Perturbation Bounds for Low-Rank Inverse Approximations under Noise¶
Conference: NeurIPS 2025 arXiv: 2510.25571 Code: None Area: Signal & Communications / Numerical Linear Algebra Keywords: low-rank inverse approximation, matrix perturbation theory, spectral norm bounds, contour integration, eigengap
TL;DR¶
This work derives the first non-asymptotic spectral norm perturbation bounds for low-rank inverse approximations \(\|(\tilde{A}^{-1})_p - A_p^{-1}\|\) under noise, via a novel contour bootstrapping technique that handles the non-entire function \(f(z) = 1/z\). Under favorable conditions, the proposed bounds improve upon classical bounds by a factor of \(\sqrt{n}\).
Background & Motivation¶
-
Background: Low-rank matrix approximation is a foundational tool in machine learning and scientific computing. The inverse \(A^{-1}\) of a large symmetric matrix \(A\) is commonly approximated by its low-rank surrogate \(A_p^{-1}\), with widespread applications in kernel methods, Gaussian processes, and covariance inference.
-
Limitations of Prior Work: In practice, only a noisy observation \(\tilde{A} = A + E\) is available. Classical perturbation theory (Neumann expansion) provides bounds only for the full inverse \(\|A^{-1} - \tilde{A}^{-1}\|\), without accounting for the effect of truncation to rank \(p\).
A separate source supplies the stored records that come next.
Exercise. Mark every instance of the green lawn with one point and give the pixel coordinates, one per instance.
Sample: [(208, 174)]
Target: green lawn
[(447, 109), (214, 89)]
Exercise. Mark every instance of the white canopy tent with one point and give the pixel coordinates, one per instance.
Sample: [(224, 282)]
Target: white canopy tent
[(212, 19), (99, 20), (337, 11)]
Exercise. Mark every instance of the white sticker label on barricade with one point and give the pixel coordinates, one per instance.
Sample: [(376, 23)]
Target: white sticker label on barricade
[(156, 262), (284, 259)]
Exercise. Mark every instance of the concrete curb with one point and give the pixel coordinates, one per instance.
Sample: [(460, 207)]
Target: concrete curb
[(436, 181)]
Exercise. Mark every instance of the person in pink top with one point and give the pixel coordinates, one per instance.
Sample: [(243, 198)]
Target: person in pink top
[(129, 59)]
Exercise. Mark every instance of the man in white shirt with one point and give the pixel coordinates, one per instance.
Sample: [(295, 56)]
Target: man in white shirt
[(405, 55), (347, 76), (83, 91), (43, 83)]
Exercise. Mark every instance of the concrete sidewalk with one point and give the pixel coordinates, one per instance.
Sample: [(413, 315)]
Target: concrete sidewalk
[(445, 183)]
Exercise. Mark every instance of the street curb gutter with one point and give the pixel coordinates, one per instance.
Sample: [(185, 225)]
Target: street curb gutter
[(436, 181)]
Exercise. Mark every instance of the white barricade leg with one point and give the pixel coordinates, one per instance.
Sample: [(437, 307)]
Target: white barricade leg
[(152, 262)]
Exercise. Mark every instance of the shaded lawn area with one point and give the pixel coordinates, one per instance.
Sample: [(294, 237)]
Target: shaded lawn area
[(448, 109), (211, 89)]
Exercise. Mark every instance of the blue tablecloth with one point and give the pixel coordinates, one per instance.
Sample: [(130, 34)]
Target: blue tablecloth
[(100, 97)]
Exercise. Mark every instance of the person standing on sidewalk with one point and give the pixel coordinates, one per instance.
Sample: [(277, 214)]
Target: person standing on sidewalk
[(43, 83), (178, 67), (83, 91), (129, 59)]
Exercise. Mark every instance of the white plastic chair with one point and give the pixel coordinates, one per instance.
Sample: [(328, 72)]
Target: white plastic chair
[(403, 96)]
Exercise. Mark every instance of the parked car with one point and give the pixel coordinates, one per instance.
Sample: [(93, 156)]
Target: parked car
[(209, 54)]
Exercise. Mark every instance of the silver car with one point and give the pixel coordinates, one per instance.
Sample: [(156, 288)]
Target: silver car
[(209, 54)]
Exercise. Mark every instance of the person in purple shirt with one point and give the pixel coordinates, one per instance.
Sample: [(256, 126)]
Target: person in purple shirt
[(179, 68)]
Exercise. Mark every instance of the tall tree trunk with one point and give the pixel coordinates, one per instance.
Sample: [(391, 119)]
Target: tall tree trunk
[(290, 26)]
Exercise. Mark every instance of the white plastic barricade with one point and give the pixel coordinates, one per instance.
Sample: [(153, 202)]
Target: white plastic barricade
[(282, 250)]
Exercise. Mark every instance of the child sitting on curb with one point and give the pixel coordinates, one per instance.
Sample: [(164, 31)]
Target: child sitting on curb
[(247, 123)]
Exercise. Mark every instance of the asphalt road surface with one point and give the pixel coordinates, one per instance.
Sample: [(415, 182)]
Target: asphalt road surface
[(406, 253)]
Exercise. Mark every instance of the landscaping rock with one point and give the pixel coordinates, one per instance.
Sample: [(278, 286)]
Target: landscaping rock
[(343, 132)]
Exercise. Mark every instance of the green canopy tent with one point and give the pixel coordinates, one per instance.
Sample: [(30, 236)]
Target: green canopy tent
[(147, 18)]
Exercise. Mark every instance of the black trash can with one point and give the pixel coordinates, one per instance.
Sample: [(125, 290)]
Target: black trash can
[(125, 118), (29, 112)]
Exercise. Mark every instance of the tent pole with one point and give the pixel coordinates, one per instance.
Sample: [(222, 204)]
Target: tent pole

Bounds derived from the Eckart–Young–Mirsky theorem (the EYM-N bound) contain a constant term \(2/\lambda_{n-p}\) that does not vanish even as \(\|E\| \to 0\).
-
Key Challenge: It remains unclear how the error in low-rank inverse approximation depends on the noise level \(\|E\|\), the eigengap \(\delta_{n-p}\), and the spectral decay, in an interacting manner. Classical bounds are overly pessimistic and do not distinguish spectral structure.
-
Goal: Derive tight, spectrally adaptive, non-asymptotic bounds for \(\|(\tilde{A}^{-1})_p - A_p^{-1}\|\).
-
Key Insight: Apply contour integration techniques to the non-entire function \(f(z) = 1/z\) (previously restricted to entire functions such as the matrix exponential), and reduce higher-order terms to first order via contour bootstrapping.
-
Core Idea: Design carefully chosen contours encircling the smallest \(p\) eigenvalues, and exploit perturbation control of Riesz projectors to obtain tight bounds that depend on the eigengap and noise alignment.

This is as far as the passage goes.